Die Frau prüft noch mal den Ausweis. Wer weiß, denkt sie, vielleicht hat sie wirklich gebrannt, dem Foto sieht man es jedenfalls nicht an.
- Na gut, - sagt sie. - Und was willst du von mir?
- Lassen Sie mich durch, - sagt Dog.
- Hast du vielleicht auch im Panzer gebrannt?
- Moment, Moment, - Dog beginnt zu verhandeln, - vielleicht bringe ich ihr ja was zu essen.
- Was denn zu essen?
- Zu essen halt, - Dog überlegt, was seine Oma eigentlich ißt, wenn man sie läßt. - Milchprodukte, verstehen Sie? Käse.
- Selber Käse, - sagt die Tusse in Uniform nicht unfreundlich.
Dog weiß, wie das alles für Unbeteiligte aussehen muß. Daß er mit dem Kopf gegen eine riesige unendlich lange Mauer rennt, mit der sich das Leben von ihm abgeschottet hat, dagegen anrennt ohne die geringste Hoffnung auf Erfolg, und daß ihm die Freuden des Lebens, darunter auch das Benutzen der Metro, derzeit einfach nicht vergönnt sind, so sieht es aus. Er faßt sich ein Herz und sagt etwas wie, jetzt hören Sie mal, gute Frau, natürlich redet er nicht so, aber ungefähr das bedeutet es. Also, hören Sie mal - sagt er, - okay? Regen Sie sich bloß nicht auf. Ich will Ihnen was sagen, gute Frau. Sie können mich natürlich verachten, ich merke ja, daß Sie mich verachten, Sie verachten mich doch, oder? Hören Sie zu, hören Sie zu, ich bin noch nicht fertig, hören Sie zu. Aber trotzdem, verstehen Sie, wie soll ich sagen - also, Sie, wie soll ich sagen, Sie sehen das vielleicht anders, gut, Ihnen ist es egal, aber eins müssen Sie zugeben: es kann nicht sein, daß meine Oma nur deswegen vor Hunger verreckt, weil ich, ihr, bitteschön, gesetzlicher Enkel, von irgend so einer blöden Kuh aus der Etappe nicht in die Metro gelassen werde. Geben Sie es zu? (Danach keifen sie sich nur noch an, nichts zu machen.) Er konzentriert sich, schlüpft der Frau unter den Armen durch, wobei er mit dem Veteranenausweis in der Luft herumwedelt, und verschwindet im kühlen Gedärm der Metro.
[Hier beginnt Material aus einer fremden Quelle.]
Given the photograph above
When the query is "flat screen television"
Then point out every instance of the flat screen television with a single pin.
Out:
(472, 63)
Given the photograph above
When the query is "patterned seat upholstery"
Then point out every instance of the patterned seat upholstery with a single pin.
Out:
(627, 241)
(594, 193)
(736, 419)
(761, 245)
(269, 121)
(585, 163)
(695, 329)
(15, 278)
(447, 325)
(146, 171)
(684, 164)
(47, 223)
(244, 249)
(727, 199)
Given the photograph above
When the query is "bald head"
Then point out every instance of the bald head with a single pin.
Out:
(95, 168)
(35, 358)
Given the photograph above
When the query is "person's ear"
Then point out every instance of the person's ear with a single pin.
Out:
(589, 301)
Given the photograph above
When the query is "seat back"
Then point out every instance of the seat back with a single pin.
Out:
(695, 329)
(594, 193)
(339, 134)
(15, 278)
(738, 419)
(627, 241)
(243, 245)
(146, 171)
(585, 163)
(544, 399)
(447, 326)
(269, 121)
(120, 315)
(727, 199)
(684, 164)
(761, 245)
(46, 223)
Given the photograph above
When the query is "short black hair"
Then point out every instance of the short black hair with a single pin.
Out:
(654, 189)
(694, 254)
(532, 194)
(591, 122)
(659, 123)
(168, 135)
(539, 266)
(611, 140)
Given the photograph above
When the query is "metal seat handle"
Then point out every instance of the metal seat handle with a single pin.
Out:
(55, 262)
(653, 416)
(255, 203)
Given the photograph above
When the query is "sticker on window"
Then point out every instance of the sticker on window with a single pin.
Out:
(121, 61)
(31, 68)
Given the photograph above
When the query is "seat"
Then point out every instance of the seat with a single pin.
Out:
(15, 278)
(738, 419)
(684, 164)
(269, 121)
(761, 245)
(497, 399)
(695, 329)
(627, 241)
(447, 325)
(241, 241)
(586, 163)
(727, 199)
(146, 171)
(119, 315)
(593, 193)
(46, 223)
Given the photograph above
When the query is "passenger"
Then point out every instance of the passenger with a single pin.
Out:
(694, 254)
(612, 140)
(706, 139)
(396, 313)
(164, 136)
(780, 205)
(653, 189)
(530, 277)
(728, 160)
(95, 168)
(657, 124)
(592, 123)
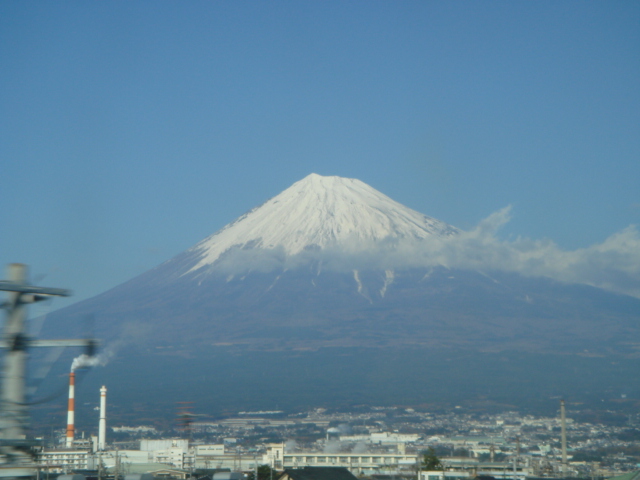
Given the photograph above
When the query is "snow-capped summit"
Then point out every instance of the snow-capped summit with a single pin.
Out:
(318, 212)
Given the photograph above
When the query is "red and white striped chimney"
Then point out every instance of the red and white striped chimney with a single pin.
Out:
(71, 410)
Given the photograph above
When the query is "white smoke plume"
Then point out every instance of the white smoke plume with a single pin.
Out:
(129, 334)
(85, 361)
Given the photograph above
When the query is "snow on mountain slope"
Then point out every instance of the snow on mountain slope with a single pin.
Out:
(318, 212)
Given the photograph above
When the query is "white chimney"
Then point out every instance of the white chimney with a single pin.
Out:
(71, 410)
(102, 426)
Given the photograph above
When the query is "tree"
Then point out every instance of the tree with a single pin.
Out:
(430, 461)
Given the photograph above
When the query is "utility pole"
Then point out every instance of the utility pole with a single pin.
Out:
(563, 427)
(15, 458)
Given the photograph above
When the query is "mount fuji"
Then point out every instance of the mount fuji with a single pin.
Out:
(331, 268)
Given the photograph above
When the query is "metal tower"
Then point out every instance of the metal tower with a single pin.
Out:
(15, 457)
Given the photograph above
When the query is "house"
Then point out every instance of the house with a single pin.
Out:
(317, 473)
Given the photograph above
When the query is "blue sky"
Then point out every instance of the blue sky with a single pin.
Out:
(129, 131)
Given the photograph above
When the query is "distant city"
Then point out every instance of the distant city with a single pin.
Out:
(370, 442)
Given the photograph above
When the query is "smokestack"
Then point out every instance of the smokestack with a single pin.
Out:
(71, 410)
(102, 425)
(564, 438)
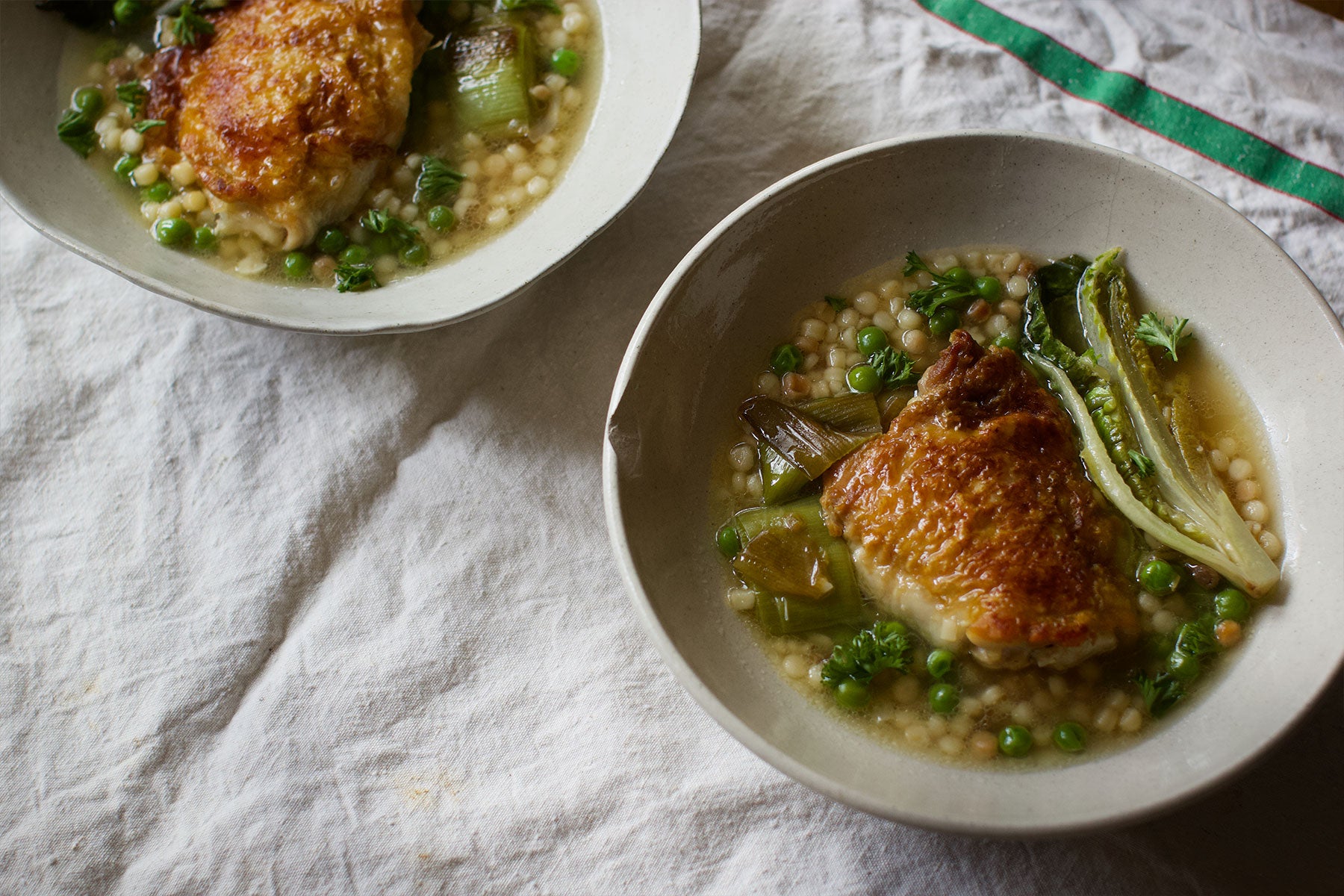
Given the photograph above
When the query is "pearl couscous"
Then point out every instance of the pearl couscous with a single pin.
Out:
(939, 702)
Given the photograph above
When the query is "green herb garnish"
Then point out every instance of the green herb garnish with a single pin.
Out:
(515, 6)
(381, 222)
(134, 94)
(895, 368)
(75, 132)
(945, 292)
(1142, 465)
(1196, 638)
(883, 645)
(1160, 692)
(190, 26)
(355, 279)
(436, 180)
(1156, 332)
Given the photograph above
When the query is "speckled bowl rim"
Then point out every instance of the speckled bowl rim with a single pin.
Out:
(717, 709)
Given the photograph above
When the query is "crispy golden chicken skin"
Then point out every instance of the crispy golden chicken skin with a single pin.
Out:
(287, 112)
(972, 517)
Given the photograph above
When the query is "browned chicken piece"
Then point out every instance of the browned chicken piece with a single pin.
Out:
(288, 111)
(972, 519)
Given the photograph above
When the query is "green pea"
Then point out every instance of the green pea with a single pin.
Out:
(171, 231)
(727, 541)
(944, 699)
(354, 255)
(382, 245)
(870, 340)
(124, 167)
(128, 11)
(944, 321)
(414, 255)
(989, 287)
(1233, 605)
(1070, 736)
(1183, 667)
(87, 101)
(203, 240)
(862, 378)
(331, 240)
(785, 359)
(960, 277)
(940, 662)
(1157, 576)
(1015, 741)
(566, 62)
(156, 193)
(297, 267)
(441, 218)
(851, 695)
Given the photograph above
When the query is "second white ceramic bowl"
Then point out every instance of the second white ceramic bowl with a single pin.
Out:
(732, 299)
(647, 65)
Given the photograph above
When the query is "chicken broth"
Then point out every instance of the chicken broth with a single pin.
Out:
(920, 680)
(458, 176)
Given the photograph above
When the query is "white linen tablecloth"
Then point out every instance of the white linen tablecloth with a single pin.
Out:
(300, 615)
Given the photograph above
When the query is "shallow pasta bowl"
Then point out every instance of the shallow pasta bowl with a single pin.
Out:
(734, 294)
(647, 65)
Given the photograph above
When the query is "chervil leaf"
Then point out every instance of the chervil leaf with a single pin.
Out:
(75, 132)
(1156, 332)
(436, 180)
(883, 645)
(134, 94)
(514, 6)
(355, 279)
(895, 368)
(190, 26)
(942, 293)
(1142, 465)
(381, 222)
(1196, 638)
(1160, 694)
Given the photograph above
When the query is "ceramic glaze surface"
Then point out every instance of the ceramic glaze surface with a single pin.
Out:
(732, 297)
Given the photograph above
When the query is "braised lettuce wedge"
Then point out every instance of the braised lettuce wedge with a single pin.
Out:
(1119, 403)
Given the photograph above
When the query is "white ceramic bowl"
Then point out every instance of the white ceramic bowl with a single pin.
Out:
(732, 297)
(647, 65)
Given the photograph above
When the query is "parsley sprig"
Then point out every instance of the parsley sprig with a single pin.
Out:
(1196, 638)
(942, 293)
(355, 279)
(514, 6)
(1159, 334)
(883, 645)
(895, 368)
(190, 26)
(77, 132)
(1160, 694)
(381, 222)
(436, 180)
(134, 96)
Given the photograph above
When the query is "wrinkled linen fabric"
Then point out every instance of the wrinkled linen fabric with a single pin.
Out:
(300, 615)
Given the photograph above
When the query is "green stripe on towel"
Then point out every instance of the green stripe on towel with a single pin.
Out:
(1148, 108)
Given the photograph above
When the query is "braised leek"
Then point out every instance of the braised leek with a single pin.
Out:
(494, 67)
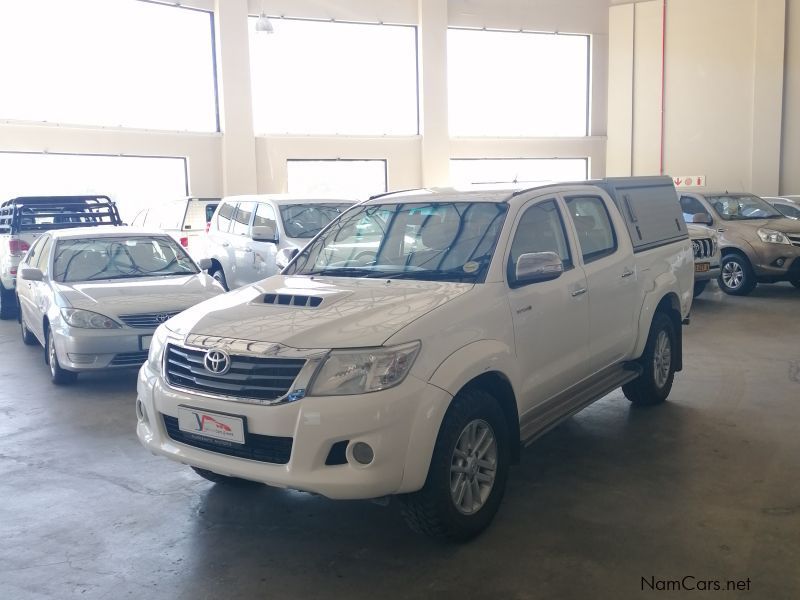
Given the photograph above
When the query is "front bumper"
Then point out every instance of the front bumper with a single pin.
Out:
(767, 257)
(92, 349)
(400, 424)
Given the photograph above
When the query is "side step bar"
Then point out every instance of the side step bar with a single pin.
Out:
(542, 419)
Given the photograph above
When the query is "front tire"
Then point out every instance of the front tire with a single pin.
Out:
(58, 375)
(658, 362)
(736, 276)
(8, 303)
(468, 471)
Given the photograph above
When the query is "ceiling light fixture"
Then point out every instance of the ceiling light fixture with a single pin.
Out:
(264, 24)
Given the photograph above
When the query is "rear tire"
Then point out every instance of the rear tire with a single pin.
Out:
(219, 277)
(8, 303)
(222, 479)
(468, 471)
(658, 361)
(699, 287)
(58, 375)
(736, 276)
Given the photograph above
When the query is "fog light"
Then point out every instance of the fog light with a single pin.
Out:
(141, 412)
(363, 453)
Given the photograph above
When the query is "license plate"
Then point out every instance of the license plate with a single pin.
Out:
(210, 424)
(144, 341)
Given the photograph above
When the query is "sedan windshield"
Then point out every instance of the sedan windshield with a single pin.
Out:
(742, 208)
(90, 259)
(307, 220)
(447, 241)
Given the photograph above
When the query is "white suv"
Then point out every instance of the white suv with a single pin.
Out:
(419, 367)
(253, 237)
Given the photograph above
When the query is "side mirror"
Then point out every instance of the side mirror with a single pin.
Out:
(265, 233)
(31, 274)
(538, 266)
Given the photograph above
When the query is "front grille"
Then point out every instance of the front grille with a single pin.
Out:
(129, 359)
(260, 378)
(703, 247)
(263, 448)
(147, 320)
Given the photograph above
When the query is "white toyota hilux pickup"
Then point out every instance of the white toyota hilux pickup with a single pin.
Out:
(419, 365)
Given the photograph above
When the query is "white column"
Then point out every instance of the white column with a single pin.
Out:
(235, 100)
(435, 165)
(768, 96)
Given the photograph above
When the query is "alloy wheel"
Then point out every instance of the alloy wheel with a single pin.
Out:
(473, 467)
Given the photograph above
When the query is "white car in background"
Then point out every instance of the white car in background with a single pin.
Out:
(93, 298)
(185, 219)
(253, 237)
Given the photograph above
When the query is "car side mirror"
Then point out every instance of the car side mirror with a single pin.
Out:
(31, 274)
(265, 233)
(538, 266)
(702, 219)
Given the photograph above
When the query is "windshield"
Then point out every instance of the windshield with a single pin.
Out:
(449, 241)
(89, 259)
(742, 208)
(307, 220)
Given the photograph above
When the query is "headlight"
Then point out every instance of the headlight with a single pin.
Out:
(346, 372)
(86, 319)
(772, 237)
(157, 346)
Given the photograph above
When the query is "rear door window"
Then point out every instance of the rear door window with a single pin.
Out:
(596, 235)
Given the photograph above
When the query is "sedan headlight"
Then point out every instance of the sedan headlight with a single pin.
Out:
(347, 372)
(773, 237)
(157, 345)
(86, 319)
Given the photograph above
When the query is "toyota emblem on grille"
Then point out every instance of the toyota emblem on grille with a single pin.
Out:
(217, 362)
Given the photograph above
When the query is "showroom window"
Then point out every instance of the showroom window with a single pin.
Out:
(112, 63)
(133, 182)
(357, 179)
(517, 84)
(322, 77)
(516, 171)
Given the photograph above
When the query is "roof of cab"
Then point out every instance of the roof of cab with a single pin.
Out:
(105, 231)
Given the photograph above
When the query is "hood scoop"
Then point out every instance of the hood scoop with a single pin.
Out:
(292, 300)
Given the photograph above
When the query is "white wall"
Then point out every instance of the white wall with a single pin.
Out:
(236, 162)
(723, 92)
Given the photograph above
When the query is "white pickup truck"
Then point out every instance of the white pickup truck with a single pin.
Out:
(421, 367)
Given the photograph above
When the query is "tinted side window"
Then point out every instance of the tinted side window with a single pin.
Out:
(541, 229)
(265, 216)
(690, 207)
(241, 220)
(596, 235)
(224, 216)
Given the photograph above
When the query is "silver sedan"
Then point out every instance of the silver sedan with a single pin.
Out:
(93, 297)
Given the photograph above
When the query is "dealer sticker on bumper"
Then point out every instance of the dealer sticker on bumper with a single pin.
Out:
(208, 424)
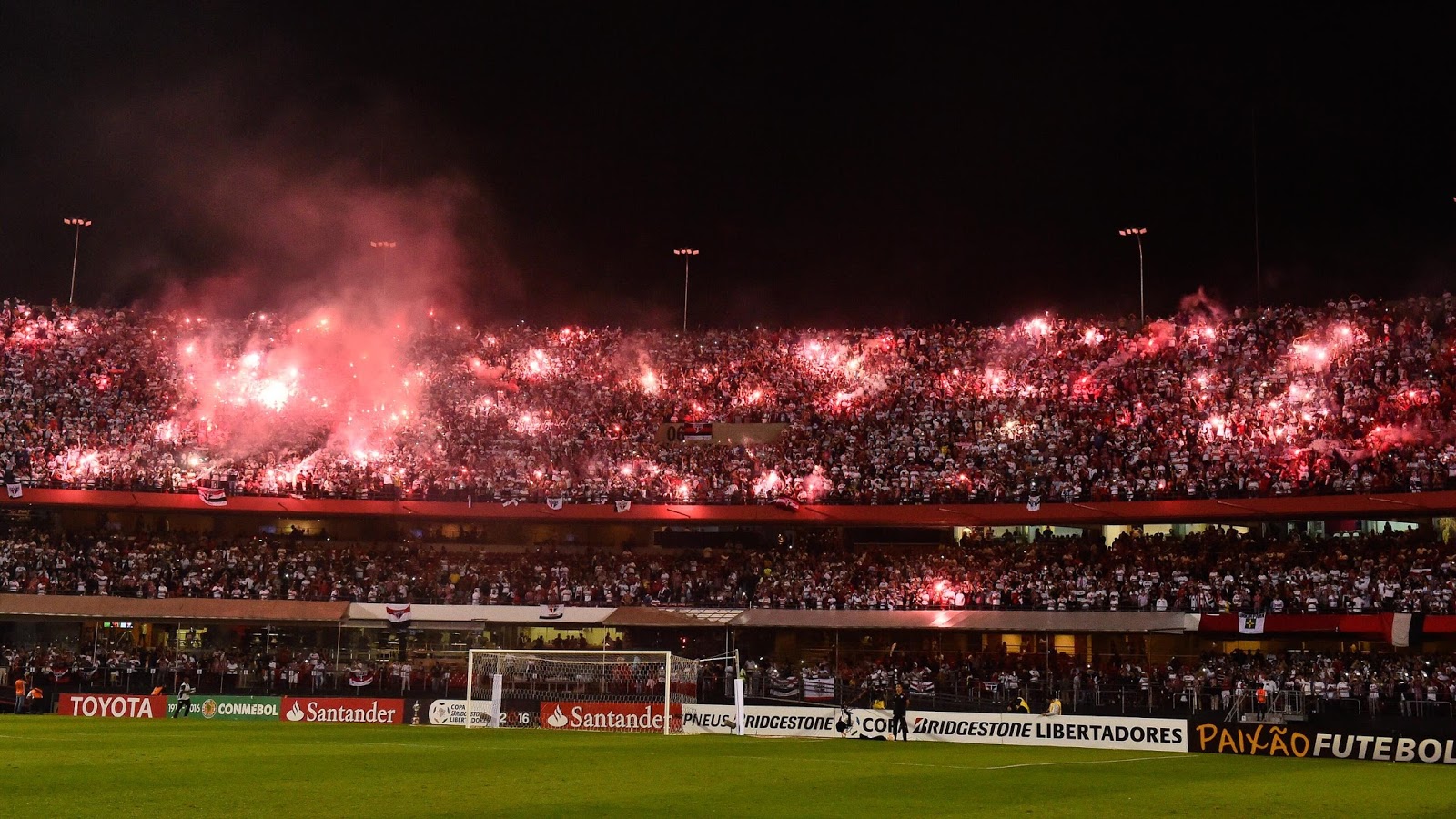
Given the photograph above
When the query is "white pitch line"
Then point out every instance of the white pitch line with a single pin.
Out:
(1088, 761)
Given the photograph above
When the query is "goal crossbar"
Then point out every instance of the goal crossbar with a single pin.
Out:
(581, 675)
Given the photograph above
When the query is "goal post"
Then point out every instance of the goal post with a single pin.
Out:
(615, 690)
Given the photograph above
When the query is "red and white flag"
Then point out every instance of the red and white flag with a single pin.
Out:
(399, 615)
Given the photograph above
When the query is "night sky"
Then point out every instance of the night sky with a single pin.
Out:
(834, 164)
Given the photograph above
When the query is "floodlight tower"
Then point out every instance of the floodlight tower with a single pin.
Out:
(76, 252)
(688, 257)
(1138, 234)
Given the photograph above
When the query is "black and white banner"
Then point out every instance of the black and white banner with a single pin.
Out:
(1251, 624)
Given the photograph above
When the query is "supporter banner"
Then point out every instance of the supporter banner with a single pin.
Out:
(606, 716)
(113, 705)
(1130, 733)
(696, 430)
(1247, 739)
(819, 688)
(786, 687)
(342, 710)
(1370, 625)
(740, 435)
(230, 707)
(450, 712)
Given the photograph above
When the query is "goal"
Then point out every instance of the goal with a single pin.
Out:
(615, 691)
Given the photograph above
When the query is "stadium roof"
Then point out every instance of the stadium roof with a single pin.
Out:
(175, 610)
(1327, 508)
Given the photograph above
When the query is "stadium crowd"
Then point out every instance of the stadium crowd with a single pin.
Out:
(1340, 398)
(1212, 681)
(1218, 570)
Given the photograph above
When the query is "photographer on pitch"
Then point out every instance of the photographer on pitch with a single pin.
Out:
(899, 704)
(184, 702)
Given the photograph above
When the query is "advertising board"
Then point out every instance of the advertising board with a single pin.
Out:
(604, 716)
(222, 707)
(342, 710)
(1376, 745)
(1132, 733)
(123, 705)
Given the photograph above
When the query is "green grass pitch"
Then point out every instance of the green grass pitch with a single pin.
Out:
(91, 767)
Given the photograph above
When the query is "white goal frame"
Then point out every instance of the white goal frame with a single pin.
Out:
(666, 658)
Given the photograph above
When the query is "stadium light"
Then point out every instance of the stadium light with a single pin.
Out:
(688, 257)
(76, 252)
(1138, 234)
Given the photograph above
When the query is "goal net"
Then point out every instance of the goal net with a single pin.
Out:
(613, 691)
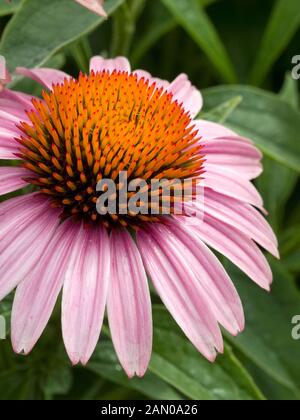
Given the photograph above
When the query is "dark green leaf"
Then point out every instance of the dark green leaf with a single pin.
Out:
(268, 120)
(41, 28)
(283, 24)
(193, 18)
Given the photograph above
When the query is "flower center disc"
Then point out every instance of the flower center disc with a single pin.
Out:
(93, 128)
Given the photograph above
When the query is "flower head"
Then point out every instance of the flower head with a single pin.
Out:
(95, 6)
(91, 129)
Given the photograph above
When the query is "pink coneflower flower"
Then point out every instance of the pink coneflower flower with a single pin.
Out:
(4, 73)
(53, 239)
(95, 6)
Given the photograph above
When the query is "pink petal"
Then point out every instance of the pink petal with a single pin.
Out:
(85, 292)
(217, 288)
(209, 130)
(11, 179)
(36, 296)
(18, 98)
(94, 6)
(8, 145)
(184, 92)
(26, 227)
(5, 77)
(129, 306)
(179, 290)
(227, 182)
(236, 246)
(44, 76)
(236, 155)
(243, 217)
(12, 117)
(99, 64)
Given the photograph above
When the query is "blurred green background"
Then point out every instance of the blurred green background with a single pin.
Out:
(239, 53)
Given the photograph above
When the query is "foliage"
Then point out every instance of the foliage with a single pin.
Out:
(243, 49)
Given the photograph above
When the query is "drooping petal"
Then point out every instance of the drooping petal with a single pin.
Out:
(209, 130)
(8, 144)
(85, 292)
(26, 227)
(243, 217)
(189, 95)
(95, 6)
(237, 155)
(99, 64)
(18, 98)
(5, 77)
(227, 182)
(217, 288)
(45, 76)
(11, 179)
(36, 296)
(234, 245)
(180, 291)
(129, 305)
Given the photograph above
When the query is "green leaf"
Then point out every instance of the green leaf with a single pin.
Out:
(191, 15)
(278, 182)
(283, 24)
(222, 112)
(268, 120)
(177, 362)
(9, 8)
(158, 18)
(41, 28)
(267, 340)
(105, 364)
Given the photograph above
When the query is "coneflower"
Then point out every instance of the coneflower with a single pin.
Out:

»Was heißt hier blöde Kuh aus der Etappe? denkt die Frau.
- Ich bin doch Jahrgang 49.«
17.10
Dog steigt unter dem Stadion aus, leerer Bahnsteig, in ungefähr einer Stunde spielt »Metallist« sein letztes Heimspiel, heute kommen bestimmt alle, klar, Saisonende und das ganze Gedöns, oben ein verregneter Sommer, der Himmel in Wolken, und irgendwo direkt über Dog das halbverfallene Stadion, ganz durchweicht und eingesunken in den letzten Jahren, Gras frißt sich durch die Betonplatten, vor allem wenn es geregnet hat, die Ränge verdreckt von den Tauben, auch auf dem Feld Scheiße, vor allem wenn wir spielen, ein kaputtes Land, kaputter Sport, die großen Steuermänner haben es versaut, wenn ihr mich fragt, denn wie auch immer, in der Sowjetunion gab es zwei Sachen, auf die man stolz sein konnte - Fußball und Atomwaffen, und wer das Volk dieser Errungenschaften beraubt hat, kann wohl kaum auf ein sorgenfreies Alter zählen, nichts ist so schlecht fürs Karma wie beschissene nationale Politik, klar. Dog steht schon eine ganze Weile auf dem Bahnsteig, gleich werden aus der anderen Richtung seine Kumpels kommen, er braucht also nur auf sie zu warten. Dog ist müde und fertig, säuft schon den dritten Tag, dazu das schlechte Wetter, es kommt bestimmt vom Wetter, Blutdruck oder wie das heißt, wie heißt der Zustand, wenn du drei Tage trinkst und plötzlich deine Verwandten und Freunde nicht mehr erkennst? Klar, Blutdruck.
Er weiß nicht einmal mehr, was passiert ist. Der Sommer hat so gut begonnen, es regnete, erfolgreich und sorglos verschlunzte Dog seine Jugend, bis ihn, den dauerhaft arbeitslosen Dog, irgendwelche Werbefreunde in die Abgründe der Werbeindustrie zogen, besser gesagt ihn als Kurier in der Werbeabteilung ihrer Zeitung anstellten. Dog hatte keine Böcke auf so was, überwand sich aber und ging arbeiten. Nutzen brachte er wenig, aber gut, daß man ihn wenigstens irgendwo als Menschen ansah, er selbst glaubte eigentlich nie wirklich daran, aber dafür sind Freunde schließlich da, daß sie mit brachialer Gewalt deinen sozialen Status verbessern, ich hab gleich gesagt, er macht's nicht lange, aber sie haben nicht auf mich gehört, null Problemo, er ist in Ordnung, ein bißchen abgefuckt, aber in Ordnung, in Ordnung, gab ich zu, in Ordnung.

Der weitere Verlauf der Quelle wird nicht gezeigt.